Table. Immediate vs deferred zidovudine treatment for symptom-free HIV infection*
|Outcomes at a median follow-up of 3.3 y||Immediate zidovudine treatment||Deferred zidovudine treatment||RRI (95% CI)||NNH|
|Death||11%||9%||26% (-6 to 67)||Not significant|
|Progression to AIDS, ARC, or death||30%||33%||7% (-7 to 19)||Not significant|
*ARC = AIDS-related complex. Other abbreviations defined in Glossary; RRI, RRR, NNH, NNT, and CI calculated from data in article.

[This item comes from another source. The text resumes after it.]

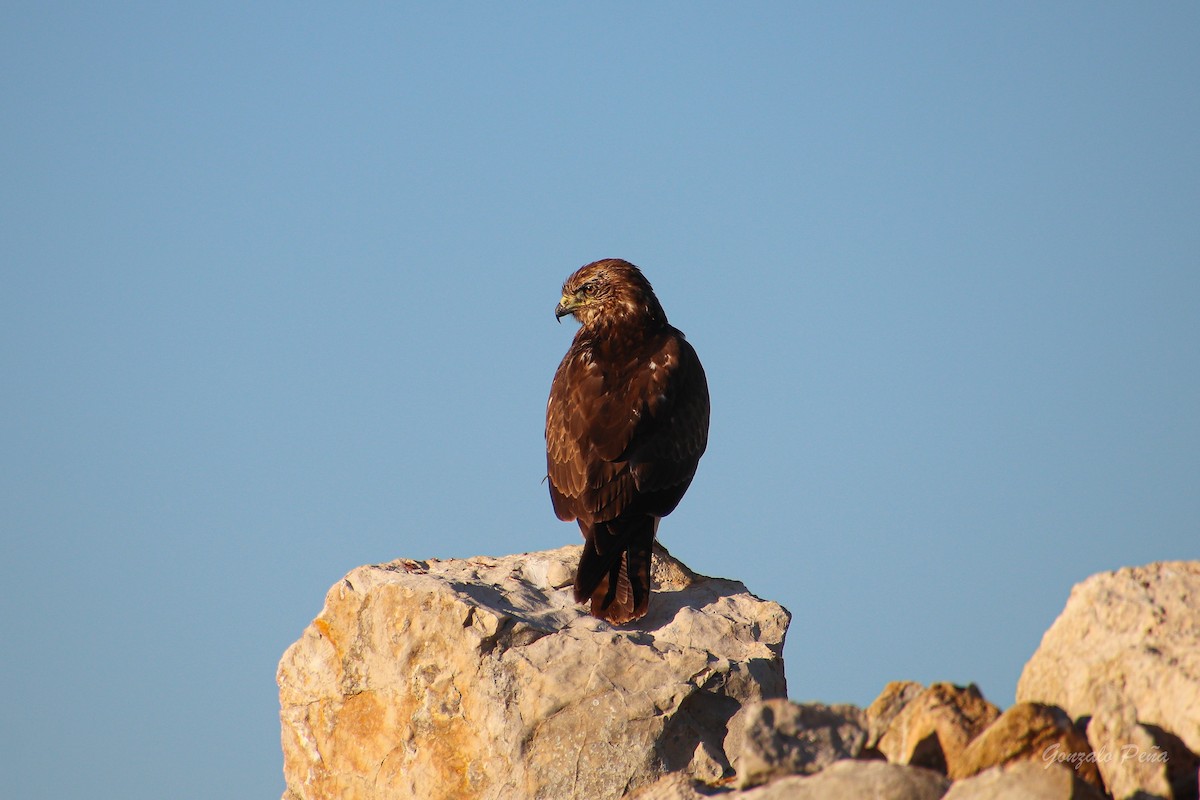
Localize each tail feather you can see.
[575,515,658,625]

Nothing is more illustrative of the rapid pace of recent developments in therapeutics for HIV infection than the fact that the critically important and highly cited 1994 publication of the Concorde trial now represents little more than a historical artifact. The trial compared 2 strategies of initiating zidovudine monotherapy and purported to show that deferring initiation until CD4+ counts fell or clinical symptoms developed was equally effective as beginning therapy immediately. Interpretation of the original trial was hampered by the fact that the deferral strategy was subjectiveand was neither well described nor easily operationalized.

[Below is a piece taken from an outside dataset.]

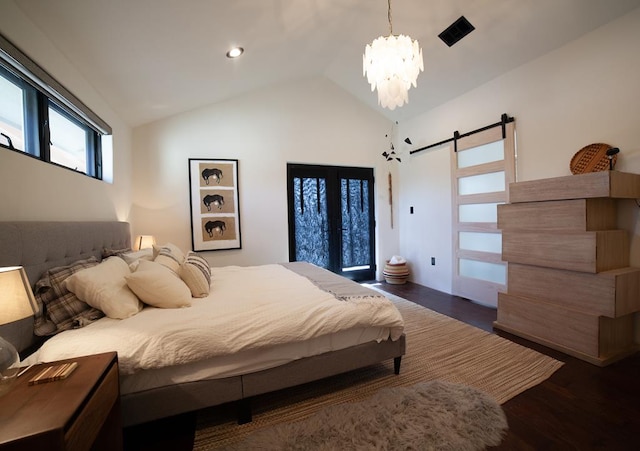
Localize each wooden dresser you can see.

The loss of relevance stems directly from the fact that monotherapy and dual therapy are both dead issues with respect to currently licensed drugs. The current standard of care involves highly active anti-retroviral therapy (HAART) with ≥ 3 agents whose goal is to maintain plasma viral load levels below the limits of quantitation of the most sensitive available assays for as long as possible. This has been shown to be of clinical benefit in randomized clinical trials as well as in clinic and population-based studies. Unfortunately, virological rebound occurs frequently in clinical practice. Partially suppressive therapy, regardless of the reason (e.g., incomplete adherence, suboptimal prescription, pharmacokinetic issues), promotes the development of viral resistance. This has become a major therapeutic challenge because of the limited number of treatments available and the substantial cross-resistance between the members of each drug class. However, ≥ 2 prospective studies have now shown the efficacy of using resistance testing to tailor therapy (1, 2). To what extent this will translate into improved long-term outcomes in clinical practice remains to be established.

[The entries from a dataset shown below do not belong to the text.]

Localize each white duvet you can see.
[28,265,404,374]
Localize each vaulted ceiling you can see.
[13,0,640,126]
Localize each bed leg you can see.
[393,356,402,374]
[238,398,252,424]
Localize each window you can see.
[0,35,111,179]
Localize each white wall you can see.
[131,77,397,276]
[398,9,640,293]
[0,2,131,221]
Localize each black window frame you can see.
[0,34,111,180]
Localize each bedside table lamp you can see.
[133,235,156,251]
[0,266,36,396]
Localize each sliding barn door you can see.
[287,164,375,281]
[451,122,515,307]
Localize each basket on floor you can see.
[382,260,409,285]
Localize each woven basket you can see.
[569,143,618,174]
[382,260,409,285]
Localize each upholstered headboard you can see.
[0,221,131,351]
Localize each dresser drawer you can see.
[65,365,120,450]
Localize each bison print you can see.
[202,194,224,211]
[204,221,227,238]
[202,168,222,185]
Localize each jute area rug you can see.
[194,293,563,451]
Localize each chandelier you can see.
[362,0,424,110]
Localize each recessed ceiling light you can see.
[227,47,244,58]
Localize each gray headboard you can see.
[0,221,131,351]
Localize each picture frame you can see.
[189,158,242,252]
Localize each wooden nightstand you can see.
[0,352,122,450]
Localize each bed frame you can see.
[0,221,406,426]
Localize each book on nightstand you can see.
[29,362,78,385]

The optimal time for the initiation of therapy remains controversial. A more recent paper by the Concorde authors involving long-term follow-up of this and other zidovudine monotherapy trials (3) sought again to suggest no benefit for early initiation. However, it is not clear that trials involving initiation of monotherapy can inform the debate on when to initiate HAART. Although the rationale for early therapy is powerful, so are the difficulties associated with this strategy, such as adherence, resistance, adverse effects, quality of life, and cost. Uncertainties about the optimal time for treatment initiation are likely to remain until either the treatment strategies are substantially improved in terms of safety, tolerability, effectiveness, and cost; or conclusive evidence on this issue is derived from long-term clinical trials involving HAART. Alas, the latter remains an unlikely prospect when the therapeutic field continues to move at such a rapid pace.
Julio S.G. Montaner, MD
Martin T. Schechter, MD, PhDUniversity of British ColumbiaVancouver, British Columbia, Canada
1. Durant J, Clevenbergh P, Halfon P, et al. Can HIV genotype determination be useful for individualized adaptation of antiretroviral therapy: The VIRADAPT French Study [Abstract]. Abstracts of the Fourth International Congress on Drug Therapy in HIV Infection, Glasgow, Scotland. AIDS. 1998;12(Suppl 4):S16.
2. Baxter JD, Mayers DL, Wentworth DN, et al. A pilot study of the short-term effects of antiretroviral management based on plasma genotypic antiretroviral resistance testing (GART) in patients failing antiretroviral treatment. In: Program and abstracts of the 6th Conference on Retroviruses and Opportunistic Infections, January 31 - February 9, 1999, Chicago IL. Abstract 8.